On the other hand, a New York Federal Reserve study of S&P 500 futures has shown that average realized returns peak between 2 and 3 a.m. in New York. Interestingly, this is around the time that European traders start trading, which tends to contradict Knuteson's theory about the role of hedge funds.

Finally, a quarter of US corporate earnings are released just after the market closes, and 60% in the morning just before the market opens. Most companies tend to exceed market expectations and therefore benefit from performance spikes during the so-called "pre-opening" and "after hours", which partly explains the overnight effect.

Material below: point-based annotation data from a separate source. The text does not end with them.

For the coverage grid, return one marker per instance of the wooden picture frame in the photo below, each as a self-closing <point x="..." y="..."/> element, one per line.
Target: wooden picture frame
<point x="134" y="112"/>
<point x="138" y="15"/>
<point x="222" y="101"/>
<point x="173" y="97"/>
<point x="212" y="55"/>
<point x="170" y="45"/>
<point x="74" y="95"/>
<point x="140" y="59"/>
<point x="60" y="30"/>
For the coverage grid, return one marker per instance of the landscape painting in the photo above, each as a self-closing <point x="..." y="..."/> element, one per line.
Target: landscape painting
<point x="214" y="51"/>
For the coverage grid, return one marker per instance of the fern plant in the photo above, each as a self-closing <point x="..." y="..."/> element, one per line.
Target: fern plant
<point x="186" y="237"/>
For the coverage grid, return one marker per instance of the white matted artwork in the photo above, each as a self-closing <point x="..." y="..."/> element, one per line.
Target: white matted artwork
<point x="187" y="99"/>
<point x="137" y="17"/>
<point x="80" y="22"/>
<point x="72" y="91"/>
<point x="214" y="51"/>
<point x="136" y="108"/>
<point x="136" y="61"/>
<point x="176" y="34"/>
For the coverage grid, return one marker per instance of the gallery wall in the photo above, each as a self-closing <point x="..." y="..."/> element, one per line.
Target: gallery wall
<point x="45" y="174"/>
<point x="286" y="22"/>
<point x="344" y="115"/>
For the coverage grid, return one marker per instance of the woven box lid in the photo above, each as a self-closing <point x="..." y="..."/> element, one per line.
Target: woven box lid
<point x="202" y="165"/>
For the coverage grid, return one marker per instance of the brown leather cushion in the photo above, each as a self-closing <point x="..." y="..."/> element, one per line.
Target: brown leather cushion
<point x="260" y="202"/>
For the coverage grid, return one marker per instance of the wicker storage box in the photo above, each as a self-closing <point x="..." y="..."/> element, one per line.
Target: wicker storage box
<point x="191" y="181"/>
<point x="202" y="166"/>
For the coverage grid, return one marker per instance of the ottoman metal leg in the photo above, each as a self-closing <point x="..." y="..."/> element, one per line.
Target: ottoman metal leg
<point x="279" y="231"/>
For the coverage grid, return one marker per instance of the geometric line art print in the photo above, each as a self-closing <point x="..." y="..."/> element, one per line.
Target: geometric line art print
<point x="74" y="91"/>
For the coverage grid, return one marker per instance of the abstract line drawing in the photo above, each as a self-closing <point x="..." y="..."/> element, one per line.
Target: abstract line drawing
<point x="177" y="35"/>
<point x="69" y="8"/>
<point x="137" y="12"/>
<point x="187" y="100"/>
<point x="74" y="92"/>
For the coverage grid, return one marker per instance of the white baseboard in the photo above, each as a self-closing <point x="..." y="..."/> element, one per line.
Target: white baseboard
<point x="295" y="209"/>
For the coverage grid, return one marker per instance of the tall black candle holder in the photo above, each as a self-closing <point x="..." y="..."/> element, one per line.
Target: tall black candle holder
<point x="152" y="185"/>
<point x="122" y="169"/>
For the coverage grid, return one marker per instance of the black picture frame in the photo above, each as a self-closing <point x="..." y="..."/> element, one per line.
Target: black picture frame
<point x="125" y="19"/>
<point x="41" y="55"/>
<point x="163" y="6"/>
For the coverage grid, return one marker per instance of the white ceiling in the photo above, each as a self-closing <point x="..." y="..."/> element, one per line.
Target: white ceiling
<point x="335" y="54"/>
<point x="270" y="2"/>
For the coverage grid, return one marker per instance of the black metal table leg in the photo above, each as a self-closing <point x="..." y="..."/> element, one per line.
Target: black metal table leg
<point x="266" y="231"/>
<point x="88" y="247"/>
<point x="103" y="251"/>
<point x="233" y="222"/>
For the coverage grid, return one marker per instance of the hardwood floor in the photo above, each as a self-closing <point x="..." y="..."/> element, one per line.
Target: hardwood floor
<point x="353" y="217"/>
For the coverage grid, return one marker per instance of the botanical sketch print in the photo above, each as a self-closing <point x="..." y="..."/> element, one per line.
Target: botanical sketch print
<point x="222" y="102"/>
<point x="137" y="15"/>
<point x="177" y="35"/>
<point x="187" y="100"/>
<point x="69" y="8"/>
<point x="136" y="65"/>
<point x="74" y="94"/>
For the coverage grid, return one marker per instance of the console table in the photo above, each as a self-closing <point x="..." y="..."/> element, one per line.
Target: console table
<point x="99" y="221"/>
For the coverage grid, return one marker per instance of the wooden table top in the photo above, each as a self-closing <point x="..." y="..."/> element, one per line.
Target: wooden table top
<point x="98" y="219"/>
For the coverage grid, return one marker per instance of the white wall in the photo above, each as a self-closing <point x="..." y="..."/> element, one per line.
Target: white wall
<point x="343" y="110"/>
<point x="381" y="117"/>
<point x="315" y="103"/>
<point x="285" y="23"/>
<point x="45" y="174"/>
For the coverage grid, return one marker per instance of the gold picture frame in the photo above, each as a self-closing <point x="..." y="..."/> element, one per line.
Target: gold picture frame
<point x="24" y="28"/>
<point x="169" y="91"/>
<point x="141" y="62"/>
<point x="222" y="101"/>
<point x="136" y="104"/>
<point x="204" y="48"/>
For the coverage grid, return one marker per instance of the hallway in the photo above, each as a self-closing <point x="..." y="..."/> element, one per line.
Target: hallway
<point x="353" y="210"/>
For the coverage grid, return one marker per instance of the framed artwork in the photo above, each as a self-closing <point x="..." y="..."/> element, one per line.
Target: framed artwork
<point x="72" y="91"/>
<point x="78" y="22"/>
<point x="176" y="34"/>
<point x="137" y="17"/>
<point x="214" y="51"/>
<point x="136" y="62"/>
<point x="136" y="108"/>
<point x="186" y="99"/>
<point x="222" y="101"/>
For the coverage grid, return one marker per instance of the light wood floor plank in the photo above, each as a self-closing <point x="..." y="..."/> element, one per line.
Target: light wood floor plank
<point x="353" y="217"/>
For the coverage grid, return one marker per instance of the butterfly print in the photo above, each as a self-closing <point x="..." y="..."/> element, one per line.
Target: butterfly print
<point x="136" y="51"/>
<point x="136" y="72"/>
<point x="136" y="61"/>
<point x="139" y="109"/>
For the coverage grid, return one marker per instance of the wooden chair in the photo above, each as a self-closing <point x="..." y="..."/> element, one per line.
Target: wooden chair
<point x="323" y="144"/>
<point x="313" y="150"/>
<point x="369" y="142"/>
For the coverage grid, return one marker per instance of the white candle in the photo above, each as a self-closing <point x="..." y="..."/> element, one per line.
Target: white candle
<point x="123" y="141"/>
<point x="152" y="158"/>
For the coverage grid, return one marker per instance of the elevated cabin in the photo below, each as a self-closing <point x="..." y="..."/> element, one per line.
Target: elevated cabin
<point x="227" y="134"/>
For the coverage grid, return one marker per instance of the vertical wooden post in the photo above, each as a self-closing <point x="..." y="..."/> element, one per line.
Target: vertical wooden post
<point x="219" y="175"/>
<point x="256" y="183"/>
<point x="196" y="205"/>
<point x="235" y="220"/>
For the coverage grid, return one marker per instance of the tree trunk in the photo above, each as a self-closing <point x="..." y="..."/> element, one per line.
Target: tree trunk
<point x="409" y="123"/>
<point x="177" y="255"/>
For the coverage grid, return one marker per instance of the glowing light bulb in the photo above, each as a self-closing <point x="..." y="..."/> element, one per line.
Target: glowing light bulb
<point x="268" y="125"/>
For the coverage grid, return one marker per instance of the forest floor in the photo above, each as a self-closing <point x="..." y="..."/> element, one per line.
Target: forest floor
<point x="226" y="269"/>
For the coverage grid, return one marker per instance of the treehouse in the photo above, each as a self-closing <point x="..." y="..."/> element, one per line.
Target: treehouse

These arguments have been dismissed by Knuteson in various essays, entitled "They chose not to tell you" and  "They still haven't told you".

 

How to invest in the "Night effect"?

Knuteson's essays and various academic research studies have inspired asset manager Nighshares to launch investment products dedicated to this strategy. 
Indeed, two ETFs aimed at exploiting the above-mentioned market anomaly were launched at the end of June this year. These are the NightShares 500 (ticker NSPY), which buys S&P 500 stocks at the 4pm close every day and then sells the positions the next day at the 9.30am opening. And the NightShares 2000 (NIWM), which applies the same strategy to the Russell 2000 small-cap index. 

Note that these ETFs do not actually buy all the stocks each night with a resale the next morning, as this would create a high level of transaction costs. Instead, both ETFs use stock index futures and swaps to replicate the strategy. 

Both ETFs are listed on the New York Stock Exchange and have an annual expense ratio of 0.55%. Their assets under management are currently a few million dollars.

Conclusions

The questioning of the efficiency of financial markets is based in particular on the identification of phenomena that constitute "anomalies" in relation to the precepts of the theory. The dichotomy between the performances recorded during the official session and those observed outside these hours contributes to the debate. There is no evidence that the outperformance of the "buy the close sell the opening" strategy is sustainable. But some of the explanations put forward by financial research suggest that this trend could continue.